What keeps a guy off his blog? Well, these kind of things:

  1. Launching a redesigned website at his day job. The really fun part is cleaning up afterwards. It’s not just that things don’t always work as planned. It’s the old links. Once you let a link loose in the world, it takes on a life of its own. Thankfully there’s a neato utility called ISAPI_Rewrite for us saps using IIS that allows us to capture invalid incoming links and convert them on the fly to perfectly good new ones, with users none the wiser and not discomfited in the least. (Apache admins just use mod_Rewrite—or so I hear.)

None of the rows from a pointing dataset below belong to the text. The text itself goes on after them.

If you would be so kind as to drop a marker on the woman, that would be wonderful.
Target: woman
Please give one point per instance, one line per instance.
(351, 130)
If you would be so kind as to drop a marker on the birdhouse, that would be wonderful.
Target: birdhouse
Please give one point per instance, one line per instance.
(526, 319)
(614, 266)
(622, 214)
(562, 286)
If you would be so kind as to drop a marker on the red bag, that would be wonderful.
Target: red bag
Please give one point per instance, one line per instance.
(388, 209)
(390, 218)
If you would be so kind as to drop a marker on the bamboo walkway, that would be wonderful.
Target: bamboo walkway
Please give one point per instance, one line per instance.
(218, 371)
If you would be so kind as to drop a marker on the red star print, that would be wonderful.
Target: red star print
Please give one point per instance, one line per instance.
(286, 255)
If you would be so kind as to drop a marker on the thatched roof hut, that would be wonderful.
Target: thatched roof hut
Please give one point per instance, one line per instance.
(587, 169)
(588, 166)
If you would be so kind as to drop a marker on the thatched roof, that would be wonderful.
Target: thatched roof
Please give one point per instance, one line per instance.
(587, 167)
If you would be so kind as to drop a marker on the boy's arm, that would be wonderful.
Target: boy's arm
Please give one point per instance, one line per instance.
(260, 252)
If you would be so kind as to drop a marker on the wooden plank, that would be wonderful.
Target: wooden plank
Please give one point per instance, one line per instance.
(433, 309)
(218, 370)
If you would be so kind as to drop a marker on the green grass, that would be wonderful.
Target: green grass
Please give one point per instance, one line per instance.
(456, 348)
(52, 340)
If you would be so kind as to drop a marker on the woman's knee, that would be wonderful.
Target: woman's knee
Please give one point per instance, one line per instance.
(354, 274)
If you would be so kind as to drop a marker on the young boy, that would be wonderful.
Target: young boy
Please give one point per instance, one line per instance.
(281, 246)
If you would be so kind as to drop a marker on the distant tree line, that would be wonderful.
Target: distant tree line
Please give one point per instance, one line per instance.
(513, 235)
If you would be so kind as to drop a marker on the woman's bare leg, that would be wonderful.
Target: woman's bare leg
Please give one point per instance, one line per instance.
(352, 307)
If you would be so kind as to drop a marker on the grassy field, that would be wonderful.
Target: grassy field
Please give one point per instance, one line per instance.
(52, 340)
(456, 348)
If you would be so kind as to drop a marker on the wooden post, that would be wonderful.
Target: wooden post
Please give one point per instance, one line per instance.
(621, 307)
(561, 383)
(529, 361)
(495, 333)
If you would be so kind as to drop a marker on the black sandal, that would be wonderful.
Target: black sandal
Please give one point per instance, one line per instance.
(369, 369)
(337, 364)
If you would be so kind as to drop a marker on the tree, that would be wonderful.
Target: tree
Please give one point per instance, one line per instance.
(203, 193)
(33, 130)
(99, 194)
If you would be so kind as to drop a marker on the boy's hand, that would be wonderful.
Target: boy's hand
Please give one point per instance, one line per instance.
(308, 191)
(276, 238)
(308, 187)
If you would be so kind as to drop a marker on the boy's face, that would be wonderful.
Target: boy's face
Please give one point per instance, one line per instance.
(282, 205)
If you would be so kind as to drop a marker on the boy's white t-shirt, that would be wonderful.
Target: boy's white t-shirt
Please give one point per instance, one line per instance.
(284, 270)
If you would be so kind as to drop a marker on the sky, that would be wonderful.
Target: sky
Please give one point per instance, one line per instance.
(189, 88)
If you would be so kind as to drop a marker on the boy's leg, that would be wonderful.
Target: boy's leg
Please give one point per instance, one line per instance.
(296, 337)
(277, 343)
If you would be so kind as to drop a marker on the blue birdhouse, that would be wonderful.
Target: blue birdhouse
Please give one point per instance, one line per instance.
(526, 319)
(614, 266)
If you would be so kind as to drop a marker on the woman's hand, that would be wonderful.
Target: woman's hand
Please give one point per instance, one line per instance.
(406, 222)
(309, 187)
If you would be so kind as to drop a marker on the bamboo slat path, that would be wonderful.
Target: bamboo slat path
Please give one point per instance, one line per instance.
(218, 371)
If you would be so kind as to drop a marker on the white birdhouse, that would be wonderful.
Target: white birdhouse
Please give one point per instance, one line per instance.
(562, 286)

  2. Applying for a job … while launching a redesigned website. As the latter took precedence, the former may have suffered. Oh, let’s be honest: it suffered. In the event, the prospective job seemed less attractive after the second interview, so it was probably all for the best. But it would have been nice if I had spent more time reviewing my own résumé—that question about the “web policies” I’ve created and enforced really did have a good answer, I swear.
  3. Driving up to Boston for our kid’s graduation from college. Visited Walden again—this time watching intrepid, or slightly insane, locals in wetsuits swimming the length of the pond at full tilt, and others doing likewise but at a leisurely pace with many pauses for sky-facing flotation. (According to Thoreau, the pond is 0.55 mi long and 102 ft deep at its deepest point. That’s a long way down if you get a cramp!) Also kids wading in the lifeguarded part and small groups, or couples, or loners sitting in the many small alcoves, on the stone slabs leading to the water, some reading, some writing, some drying off after a dip. Quite a contrast with our October visit.
  4. Let’s leave out all the petty but compelling details of modern life, like a car that won’t start (or, more precisely, will start but won’t stay started), or neighborhood yardsales-cum-potlucks, or concerted efforts to divest ourselves of stuff on eBay …

Now, these would sound like excuses, and probably lame ones, if I had actually committed myself to entertaining you. But I haven’t, so it’s just an explanation, that’s all, and an excuse for me to stretch my fingers.